A la mañana siguiente, Kelly y sus amigos me preguntan si quiero ir con ellos al museo Rodin, y después de compras. Y estoy a punto de decir que sí. Porque eso es lo que me gustaría hacer. Pero todavía me queda una parada. Ni siquiera creo que vaya a encontrar nada, pero si he venido a enfrentarme a mis demonios, debo ir allí también.
No estoy segura de dónde está exactamente, pero sí me conozco la intersección de calles donde me mandó un coche la señora Foley para recogerme. La llevo marcada a fuego en mi cerebro. Avenida Simon Bolivar y Rue de l’Equerre, el cruce de calles de la Humillación y la Derrota.
Cuando salgo del metro, nada me parece familiar. Tal vez porque la última vez que estuve aquí iba de un lado a otro presa del pánico. Pero no corrí tanto antes de encontrar el teléfono público, así que sé que no puedo estar muy lejos de la casa ocupada. Metódicamente, recorro cada manzana. Una tras otra. Sin embargo, nada parece familiar. Intento preguntar la dirección, pero ¿cómo se dice «casa ocupada» en francés? ¿Edificio antiguo lleno de artistas? No funcionaría. Me acuerdo de los restaurantes chinos de la zona y pregunto dónde están. Un hombre joven se emociona mucho y, creo, me recomienda un lugar supuestamente bueno en la Rue de Belleville. Lo encuentro. Y desde allí, camino hasta encontrar un cartel con el signo de la doble felicidad. Podría ser uno de muchos, pero tengo la sensación de que es este.

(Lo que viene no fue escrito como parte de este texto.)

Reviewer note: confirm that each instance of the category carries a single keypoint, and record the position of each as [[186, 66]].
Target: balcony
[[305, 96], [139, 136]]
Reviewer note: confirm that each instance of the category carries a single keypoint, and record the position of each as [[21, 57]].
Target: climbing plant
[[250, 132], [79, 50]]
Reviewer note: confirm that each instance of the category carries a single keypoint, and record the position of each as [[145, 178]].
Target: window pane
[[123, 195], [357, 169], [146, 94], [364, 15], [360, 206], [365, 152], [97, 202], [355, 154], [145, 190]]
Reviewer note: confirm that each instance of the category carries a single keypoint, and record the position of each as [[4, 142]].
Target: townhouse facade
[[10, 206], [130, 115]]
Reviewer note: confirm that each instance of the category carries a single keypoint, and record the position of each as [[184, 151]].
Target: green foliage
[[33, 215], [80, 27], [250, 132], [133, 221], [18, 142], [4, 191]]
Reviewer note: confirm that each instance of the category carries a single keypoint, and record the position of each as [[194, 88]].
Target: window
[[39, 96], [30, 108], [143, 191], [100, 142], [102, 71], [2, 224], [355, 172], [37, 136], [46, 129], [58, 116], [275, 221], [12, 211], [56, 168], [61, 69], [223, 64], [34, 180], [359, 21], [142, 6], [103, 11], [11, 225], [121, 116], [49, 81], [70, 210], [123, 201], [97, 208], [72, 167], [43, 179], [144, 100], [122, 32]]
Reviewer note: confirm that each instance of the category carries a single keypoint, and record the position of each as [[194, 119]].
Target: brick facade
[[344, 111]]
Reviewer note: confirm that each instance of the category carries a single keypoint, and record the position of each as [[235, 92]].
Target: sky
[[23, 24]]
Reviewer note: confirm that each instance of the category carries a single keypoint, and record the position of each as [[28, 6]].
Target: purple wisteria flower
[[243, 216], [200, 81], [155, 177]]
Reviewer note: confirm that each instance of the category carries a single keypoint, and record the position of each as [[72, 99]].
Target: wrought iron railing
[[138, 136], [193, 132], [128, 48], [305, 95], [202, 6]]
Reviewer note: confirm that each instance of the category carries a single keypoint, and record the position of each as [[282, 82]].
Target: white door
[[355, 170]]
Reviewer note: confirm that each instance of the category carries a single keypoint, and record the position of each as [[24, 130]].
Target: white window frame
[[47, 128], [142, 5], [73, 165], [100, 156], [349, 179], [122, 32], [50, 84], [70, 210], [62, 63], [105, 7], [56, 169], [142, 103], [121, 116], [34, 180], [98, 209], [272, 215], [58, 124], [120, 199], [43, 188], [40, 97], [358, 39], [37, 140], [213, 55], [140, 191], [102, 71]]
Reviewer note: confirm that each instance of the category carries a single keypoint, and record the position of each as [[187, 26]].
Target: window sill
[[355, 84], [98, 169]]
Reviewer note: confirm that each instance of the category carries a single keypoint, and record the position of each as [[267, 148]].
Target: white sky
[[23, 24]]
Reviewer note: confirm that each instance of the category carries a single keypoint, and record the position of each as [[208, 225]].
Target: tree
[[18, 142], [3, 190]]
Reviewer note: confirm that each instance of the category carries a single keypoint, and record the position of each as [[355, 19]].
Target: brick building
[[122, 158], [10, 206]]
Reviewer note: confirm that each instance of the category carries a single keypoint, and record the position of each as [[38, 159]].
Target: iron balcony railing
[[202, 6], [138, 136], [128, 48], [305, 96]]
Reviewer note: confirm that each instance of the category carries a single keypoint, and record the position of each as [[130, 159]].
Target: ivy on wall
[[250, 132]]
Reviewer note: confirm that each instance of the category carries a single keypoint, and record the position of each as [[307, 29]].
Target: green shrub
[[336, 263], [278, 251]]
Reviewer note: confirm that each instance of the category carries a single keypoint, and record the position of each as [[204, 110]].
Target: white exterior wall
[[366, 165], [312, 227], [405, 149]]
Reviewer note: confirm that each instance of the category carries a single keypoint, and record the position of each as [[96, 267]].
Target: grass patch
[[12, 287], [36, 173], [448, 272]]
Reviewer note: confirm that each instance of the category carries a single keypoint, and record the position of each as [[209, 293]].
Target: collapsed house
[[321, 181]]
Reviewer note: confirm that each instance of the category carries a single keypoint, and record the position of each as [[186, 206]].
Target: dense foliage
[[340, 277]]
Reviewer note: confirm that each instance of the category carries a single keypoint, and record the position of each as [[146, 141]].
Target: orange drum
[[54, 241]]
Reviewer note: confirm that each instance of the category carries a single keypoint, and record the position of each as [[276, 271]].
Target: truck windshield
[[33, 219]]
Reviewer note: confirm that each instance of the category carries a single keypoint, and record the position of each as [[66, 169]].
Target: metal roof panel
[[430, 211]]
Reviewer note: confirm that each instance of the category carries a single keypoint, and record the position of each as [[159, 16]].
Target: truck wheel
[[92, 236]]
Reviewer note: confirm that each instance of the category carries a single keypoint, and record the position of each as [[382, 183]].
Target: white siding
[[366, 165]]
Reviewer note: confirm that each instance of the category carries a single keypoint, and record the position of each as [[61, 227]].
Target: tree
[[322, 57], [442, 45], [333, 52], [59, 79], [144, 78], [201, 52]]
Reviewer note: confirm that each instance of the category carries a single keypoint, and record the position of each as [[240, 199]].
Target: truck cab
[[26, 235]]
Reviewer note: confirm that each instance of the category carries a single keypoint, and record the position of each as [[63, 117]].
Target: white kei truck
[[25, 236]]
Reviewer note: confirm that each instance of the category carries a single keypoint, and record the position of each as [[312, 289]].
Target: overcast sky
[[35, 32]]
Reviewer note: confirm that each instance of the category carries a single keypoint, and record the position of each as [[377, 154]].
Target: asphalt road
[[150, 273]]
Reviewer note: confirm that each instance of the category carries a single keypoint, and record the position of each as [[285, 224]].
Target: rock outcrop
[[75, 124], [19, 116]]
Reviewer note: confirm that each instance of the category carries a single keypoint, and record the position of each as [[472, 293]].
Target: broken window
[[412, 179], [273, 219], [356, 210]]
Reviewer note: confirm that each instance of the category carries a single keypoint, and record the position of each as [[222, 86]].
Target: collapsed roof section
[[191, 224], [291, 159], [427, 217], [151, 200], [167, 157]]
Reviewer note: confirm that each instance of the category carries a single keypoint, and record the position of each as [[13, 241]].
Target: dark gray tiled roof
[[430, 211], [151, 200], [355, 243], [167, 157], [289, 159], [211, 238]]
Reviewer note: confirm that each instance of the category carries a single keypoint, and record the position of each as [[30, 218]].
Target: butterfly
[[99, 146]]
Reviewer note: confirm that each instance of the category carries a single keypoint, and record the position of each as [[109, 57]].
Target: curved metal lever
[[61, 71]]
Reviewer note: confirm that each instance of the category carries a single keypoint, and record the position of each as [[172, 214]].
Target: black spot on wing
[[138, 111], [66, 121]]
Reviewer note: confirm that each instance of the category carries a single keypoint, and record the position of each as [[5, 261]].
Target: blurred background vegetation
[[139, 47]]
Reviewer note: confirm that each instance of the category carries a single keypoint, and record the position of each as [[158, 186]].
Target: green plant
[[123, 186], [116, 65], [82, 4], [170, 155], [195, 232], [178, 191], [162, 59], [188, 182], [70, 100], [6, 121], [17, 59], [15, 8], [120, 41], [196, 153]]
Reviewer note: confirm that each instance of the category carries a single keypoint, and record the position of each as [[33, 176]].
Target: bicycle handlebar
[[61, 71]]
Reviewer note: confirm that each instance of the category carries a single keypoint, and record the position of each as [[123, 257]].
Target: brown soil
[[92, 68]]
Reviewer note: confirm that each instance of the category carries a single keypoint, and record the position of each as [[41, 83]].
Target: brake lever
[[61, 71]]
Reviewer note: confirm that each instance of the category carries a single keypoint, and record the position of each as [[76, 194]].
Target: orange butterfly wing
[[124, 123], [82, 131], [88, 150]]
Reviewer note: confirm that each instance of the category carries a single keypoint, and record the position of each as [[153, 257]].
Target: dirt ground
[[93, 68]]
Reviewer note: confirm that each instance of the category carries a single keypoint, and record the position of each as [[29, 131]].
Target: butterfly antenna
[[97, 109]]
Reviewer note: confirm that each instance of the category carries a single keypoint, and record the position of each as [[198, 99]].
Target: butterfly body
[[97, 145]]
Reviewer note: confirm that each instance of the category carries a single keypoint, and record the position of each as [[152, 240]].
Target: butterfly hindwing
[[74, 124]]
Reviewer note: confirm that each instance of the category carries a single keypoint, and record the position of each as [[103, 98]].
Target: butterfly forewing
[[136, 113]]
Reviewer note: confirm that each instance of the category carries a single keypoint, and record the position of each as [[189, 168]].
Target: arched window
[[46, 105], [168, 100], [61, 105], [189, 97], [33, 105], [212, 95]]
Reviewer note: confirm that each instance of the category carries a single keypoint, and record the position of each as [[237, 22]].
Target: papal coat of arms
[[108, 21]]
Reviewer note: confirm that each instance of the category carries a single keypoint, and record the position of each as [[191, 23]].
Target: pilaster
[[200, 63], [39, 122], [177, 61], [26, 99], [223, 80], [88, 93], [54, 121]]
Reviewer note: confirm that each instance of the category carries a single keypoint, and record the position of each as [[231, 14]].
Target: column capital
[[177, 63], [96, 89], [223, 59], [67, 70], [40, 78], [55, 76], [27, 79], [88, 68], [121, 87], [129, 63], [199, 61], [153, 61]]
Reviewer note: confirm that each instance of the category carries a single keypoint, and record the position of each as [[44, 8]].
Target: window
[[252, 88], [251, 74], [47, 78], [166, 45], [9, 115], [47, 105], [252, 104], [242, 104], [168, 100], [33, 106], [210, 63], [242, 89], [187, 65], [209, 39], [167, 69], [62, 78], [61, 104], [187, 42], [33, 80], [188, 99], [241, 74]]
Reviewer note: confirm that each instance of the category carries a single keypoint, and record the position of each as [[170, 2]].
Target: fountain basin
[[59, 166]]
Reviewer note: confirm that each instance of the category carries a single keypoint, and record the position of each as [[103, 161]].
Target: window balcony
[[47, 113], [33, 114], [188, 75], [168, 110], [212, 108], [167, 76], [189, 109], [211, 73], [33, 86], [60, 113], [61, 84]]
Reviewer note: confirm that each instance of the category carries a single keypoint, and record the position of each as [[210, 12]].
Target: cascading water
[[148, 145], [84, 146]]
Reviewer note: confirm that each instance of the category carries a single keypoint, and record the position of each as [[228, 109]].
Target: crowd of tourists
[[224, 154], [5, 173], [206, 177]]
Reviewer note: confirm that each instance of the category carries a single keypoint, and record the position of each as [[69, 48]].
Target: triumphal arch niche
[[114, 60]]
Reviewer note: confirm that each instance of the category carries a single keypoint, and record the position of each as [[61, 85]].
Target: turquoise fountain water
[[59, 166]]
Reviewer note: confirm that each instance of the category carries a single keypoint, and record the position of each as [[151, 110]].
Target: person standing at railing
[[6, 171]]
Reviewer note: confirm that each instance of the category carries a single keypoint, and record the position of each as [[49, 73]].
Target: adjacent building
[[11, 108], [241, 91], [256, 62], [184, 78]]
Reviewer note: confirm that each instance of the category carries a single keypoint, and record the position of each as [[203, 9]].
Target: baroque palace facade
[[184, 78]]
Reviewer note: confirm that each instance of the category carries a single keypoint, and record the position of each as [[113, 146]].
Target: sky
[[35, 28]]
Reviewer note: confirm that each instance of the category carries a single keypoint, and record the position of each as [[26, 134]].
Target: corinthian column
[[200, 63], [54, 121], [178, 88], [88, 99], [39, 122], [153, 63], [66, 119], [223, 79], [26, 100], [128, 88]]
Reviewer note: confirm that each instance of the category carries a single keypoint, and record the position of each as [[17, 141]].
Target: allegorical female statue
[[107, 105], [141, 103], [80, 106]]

Paseo quince minutos más y, en un tranquilo cruce de tres calles, encuentro la casa ocupada. Aún está puesto el mismo andamiaje, los mismos retratos distorsionados. Llamo a la puerta de acero. Nadie responde, pero es evidente que hay gente dentro. La música sale por las ventanas abiertas. Empujo un poco la puerta. Se abre con un chirrido. Empujo más y la abro. Entro. Nadie viene a decirme nada. Subo las escaleras hacia el lugar donde sucedió todo.
Veo la habitación blanca y brillante, que, sin embargo, al mismo tiempo es dorada y cálida. En ella hay un hombre trabajando. Es menudo, asiático, un cúmulo de contrastes: el pelo blanco con las raíces negras, la ropa negra y extrañamente anticuada, como si se hubiera escapado de una novela de Charles Dickens, y todo cubierto del mismo polvo blanco que me cubría aquella noche.
Está tallando un trozo de arcilla con una cuchilla, tan profundamente concentrado que temo que se asuste con el mínimo sonido. Me aclaro la garganta y llamo a la puerta sin hacer demasiado ruido.
Levanta la vista y se frota los ojos, tiene la mirada turbia, de pura concentración.
—Oui.
—Bonjour —digo. Mi limitado francés no puede competir con lo que tengo que explicarle. Entré en el edificio con un tipo. Pasé la noche más íntima de mi vida, y me desperté completamente sola—. Hum, estoy buscando a un amigo que creo que usted podría conocer. Oh, lo siento, ¿parlez-vous anglais?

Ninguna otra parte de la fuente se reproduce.